Попробую рассказать вам о Монахе.
Он был слабоумным, может быть, даже кретином; совершенно незачем было сажать его в тюрьму. Но когда его судили, у нас был тогда молодой окружной прокурор, метивший в конгресс, а Монах не имел ни родственников, ни денег, ни даже адвоката. И по-моему, он вообще не понимал, зачем ему адвокат или хотя бы что такое адвокат. Так что суд назначил ему защитника, тоже молодого человека, только-только принятого в коллегию, который, кажется, знал о практическом применении уголовного права лишь чуть больше самого Монаха. И в ходе суда он, возможно, представил того виновным или просто забыл, что можно сделать заявление об его умственной неполноценности, поскольку Монах ни на секунду не отрицал, что покойного убил именно он. Во всяком случае, никто не помешал Монаху сие утверждать или просто повторять. Он не раскаивался, но и не хвастал. Похоже было, что он пытался кое-что объяснить людям, задержавшим его у трупа до прибытия помощника шерифа, помощнику шерифа, надзирателю и соседям по камере (бесшабашным неграм, арестованным за бродяжничество, азартные игры и продажу виски в закоулках), мировому судье, предъявлявшему обвинение, адвокату, которого назначил суд, и присяжным. Через час после убийства он вроде уже не мог припомнить, где это произошло; он даже не мог вспомнить человека, которого, по собственному утверждению, убил; своей жертвой он назвал (да и то по намеку, подсказке) нескольких людей, которые были живы-здоровы, и даже одного из тех, кто в это самое время находился тут же, в конторе мирового судьи. Однако он не отрицал, что вообще убил кого-то. Здесь не было настойчивости, здесь была просто невозмутимая констатация факта; голос Монаха был ясным, искренним и благожелательным, когда он пытался объяснить, рассказать что-то такое, в чем судьи не смогли разобраться и потому отказывались даже его выслушать. Он не раскаивался, не пытался подыскать оснований для снисхождения, чтобы избежать расплаты за содеянное. Казалось, он пытался что-то обосновать, используя представившуюся возможность навести мост через бездну между собой и миром, миром живых людей могучей и многострадальной земли; подтверждением может служить та странная речь, которую он пятью годами позже произнес на эшафоте.

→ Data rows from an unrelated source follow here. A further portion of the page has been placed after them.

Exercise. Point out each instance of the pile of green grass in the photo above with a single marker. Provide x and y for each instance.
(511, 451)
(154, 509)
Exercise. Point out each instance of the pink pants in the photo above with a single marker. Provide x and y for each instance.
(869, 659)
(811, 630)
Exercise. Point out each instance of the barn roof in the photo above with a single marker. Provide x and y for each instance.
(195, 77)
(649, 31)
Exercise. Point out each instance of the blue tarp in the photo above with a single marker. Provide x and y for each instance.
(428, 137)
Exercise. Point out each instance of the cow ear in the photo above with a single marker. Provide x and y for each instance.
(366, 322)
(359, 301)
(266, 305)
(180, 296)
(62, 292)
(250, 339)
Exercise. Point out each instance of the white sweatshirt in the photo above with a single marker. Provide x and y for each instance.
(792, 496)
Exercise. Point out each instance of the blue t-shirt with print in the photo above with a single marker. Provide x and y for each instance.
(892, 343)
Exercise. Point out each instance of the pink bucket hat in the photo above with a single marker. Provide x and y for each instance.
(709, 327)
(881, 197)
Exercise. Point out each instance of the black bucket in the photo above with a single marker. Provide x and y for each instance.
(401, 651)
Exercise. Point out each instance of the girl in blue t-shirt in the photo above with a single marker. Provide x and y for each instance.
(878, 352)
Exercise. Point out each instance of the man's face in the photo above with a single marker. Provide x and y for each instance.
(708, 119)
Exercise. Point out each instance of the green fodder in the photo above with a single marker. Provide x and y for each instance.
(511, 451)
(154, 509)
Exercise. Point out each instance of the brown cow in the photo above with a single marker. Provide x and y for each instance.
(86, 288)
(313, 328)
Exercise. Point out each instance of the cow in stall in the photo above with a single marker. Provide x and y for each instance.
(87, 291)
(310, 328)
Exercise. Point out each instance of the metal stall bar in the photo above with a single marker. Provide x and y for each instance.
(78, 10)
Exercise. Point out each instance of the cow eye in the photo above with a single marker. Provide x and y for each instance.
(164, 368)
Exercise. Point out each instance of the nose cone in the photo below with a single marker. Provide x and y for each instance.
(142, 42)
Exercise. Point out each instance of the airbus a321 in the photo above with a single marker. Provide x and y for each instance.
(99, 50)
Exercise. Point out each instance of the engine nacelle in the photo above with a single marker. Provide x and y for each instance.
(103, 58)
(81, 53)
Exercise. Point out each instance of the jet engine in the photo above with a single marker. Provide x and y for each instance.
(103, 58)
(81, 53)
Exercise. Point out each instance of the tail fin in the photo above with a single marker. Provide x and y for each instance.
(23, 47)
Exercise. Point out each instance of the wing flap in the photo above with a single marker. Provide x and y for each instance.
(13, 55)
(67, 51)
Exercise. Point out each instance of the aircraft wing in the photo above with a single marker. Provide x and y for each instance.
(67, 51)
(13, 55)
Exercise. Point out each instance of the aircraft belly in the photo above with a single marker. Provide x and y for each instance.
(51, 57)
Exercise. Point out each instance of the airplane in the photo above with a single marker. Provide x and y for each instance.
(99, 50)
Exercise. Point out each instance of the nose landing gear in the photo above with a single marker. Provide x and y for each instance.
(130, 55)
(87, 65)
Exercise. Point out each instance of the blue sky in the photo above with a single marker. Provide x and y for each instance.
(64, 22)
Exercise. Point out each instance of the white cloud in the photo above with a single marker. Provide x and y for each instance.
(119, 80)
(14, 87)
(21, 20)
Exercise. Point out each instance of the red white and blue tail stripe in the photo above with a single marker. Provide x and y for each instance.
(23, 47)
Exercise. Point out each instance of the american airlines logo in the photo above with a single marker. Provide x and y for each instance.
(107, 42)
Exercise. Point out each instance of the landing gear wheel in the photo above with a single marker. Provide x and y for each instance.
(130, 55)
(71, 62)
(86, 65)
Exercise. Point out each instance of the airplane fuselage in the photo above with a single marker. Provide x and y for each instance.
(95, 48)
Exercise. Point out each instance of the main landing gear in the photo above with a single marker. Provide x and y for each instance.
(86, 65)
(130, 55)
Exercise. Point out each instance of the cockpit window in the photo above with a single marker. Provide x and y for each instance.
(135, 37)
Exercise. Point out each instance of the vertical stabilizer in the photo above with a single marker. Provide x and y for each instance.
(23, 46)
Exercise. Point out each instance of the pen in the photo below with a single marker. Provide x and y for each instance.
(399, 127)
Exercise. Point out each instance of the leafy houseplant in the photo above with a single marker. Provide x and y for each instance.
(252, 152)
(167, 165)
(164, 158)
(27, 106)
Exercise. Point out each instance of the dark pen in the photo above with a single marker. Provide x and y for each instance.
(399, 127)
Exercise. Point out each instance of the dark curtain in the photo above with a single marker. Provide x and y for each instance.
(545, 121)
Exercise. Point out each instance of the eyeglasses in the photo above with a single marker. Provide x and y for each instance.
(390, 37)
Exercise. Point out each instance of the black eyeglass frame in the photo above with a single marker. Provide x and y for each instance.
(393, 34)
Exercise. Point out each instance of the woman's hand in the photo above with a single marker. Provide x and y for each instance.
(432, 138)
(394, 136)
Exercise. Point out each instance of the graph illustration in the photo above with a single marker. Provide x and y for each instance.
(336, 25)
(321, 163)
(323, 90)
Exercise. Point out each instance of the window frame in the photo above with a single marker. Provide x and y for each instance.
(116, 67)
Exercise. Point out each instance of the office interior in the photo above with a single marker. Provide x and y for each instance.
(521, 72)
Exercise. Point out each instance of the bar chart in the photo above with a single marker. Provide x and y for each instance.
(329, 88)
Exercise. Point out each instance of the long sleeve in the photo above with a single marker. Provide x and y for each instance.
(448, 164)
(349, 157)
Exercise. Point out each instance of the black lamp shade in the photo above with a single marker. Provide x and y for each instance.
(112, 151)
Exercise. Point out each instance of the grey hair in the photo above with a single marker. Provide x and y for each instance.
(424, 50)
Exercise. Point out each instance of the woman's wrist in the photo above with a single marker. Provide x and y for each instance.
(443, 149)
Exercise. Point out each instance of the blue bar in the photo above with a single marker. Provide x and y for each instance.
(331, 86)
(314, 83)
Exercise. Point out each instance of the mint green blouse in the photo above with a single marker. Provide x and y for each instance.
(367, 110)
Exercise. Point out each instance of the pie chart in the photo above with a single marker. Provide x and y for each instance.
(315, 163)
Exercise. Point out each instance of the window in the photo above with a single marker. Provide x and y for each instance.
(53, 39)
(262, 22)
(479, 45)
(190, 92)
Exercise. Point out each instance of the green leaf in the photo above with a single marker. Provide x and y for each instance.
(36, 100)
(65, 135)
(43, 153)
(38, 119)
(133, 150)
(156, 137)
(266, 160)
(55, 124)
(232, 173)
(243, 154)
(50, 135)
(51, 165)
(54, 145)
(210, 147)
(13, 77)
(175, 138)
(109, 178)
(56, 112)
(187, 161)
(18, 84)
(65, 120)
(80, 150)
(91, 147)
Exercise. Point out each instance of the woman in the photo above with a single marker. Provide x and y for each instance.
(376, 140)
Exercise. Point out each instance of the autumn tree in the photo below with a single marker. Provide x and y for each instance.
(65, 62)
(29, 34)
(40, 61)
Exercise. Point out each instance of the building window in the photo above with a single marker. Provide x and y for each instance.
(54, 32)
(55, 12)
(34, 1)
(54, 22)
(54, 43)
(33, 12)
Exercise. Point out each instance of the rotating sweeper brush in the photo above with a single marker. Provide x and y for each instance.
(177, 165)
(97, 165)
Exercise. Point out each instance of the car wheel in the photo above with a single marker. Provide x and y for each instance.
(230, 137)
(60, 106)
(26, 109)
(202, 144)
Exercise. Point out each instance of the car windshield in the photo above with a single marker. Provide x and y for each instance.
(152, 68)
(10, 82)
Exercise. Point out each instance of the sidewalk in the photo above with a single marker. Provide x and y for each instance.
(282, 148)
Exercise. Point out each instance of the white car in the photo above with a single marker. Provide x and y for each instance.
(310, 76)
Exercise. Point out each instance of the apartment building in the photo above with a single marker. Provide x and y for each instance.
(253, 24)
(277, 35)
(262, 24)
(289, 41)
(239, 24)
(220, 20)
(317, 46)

Но, с другой стороны, ему и незачем-то было жить на этой земле. Он появился на свет, точнее, возник; никто не знал, родился он там или нет — в этой холмистой, поросшей сосновым лесом местности в восточной части нашего округа; местности, где двадцать пять лет назад (Монаху было примерно двадцать пять) почти не было дорог и куда не показывался даже окружной шериф; местности непроницаемой, почти дикой, населенной объединенными в кланы людьми, не подчинявшимися никому и ничему. Посторонние не проникали сюда, пока несколько лет назад автомобили по хорошим дорогам не пробились сквозь зеленые твердыни в край, обитатели которого с искаженными шотландско-ирландскими фамилиями женились на родственницах, гнали самогон и стреляли во всех чужаков из-за бревенчатых сараев и живых изгородей. То были хорошие дороги и переправы, по ним пробрался в Джефферсон не только Монах, но и состоявшая наполовину из слухов легенда о его происхождении. Дело в том, что те люди, среди которых он вырос, видимо, так же мало, как и мы, знали историю старухи, жившей, как отшельница, даже среди этих на редкость обособленных людей в бревенчатом домике, с заряженным дробовиком, стоявшим прямо за наружной дверью, и ее сына, который не ужился с местными жителями, совершил убийство и бежал, а возможно, был изгнан. И никто в течение десяти лет не знал, где он и что с ним, как вдруг однажды он вернулся с женщиной; эту женщину с жесткими блестящими, отливающими металлом городскими волосами и суровым белым тоже городским лицом видели только издали, когда она ходила по двору или просто стояла в дверях и оглядывала зеленую пустыню с выражением холодной, зловещей и невидящей непостижимости. Заряженный дробовик иногда, это было известно, пускала в ход и притом беспощадно, но беспощадно по-змеиному, игнорируя местный почти светский ритуал сперва предупреждать, а затем уже браться за оружие. Потом оба исчезли. Никто не знал, когда и почему они скрылись, как не знали, зачем и когда появились. Кое-кто поговаривал, будто однажды ночью старая леди, миссис Одлетроп навела на них дробовик и прогнала из дома и из округи.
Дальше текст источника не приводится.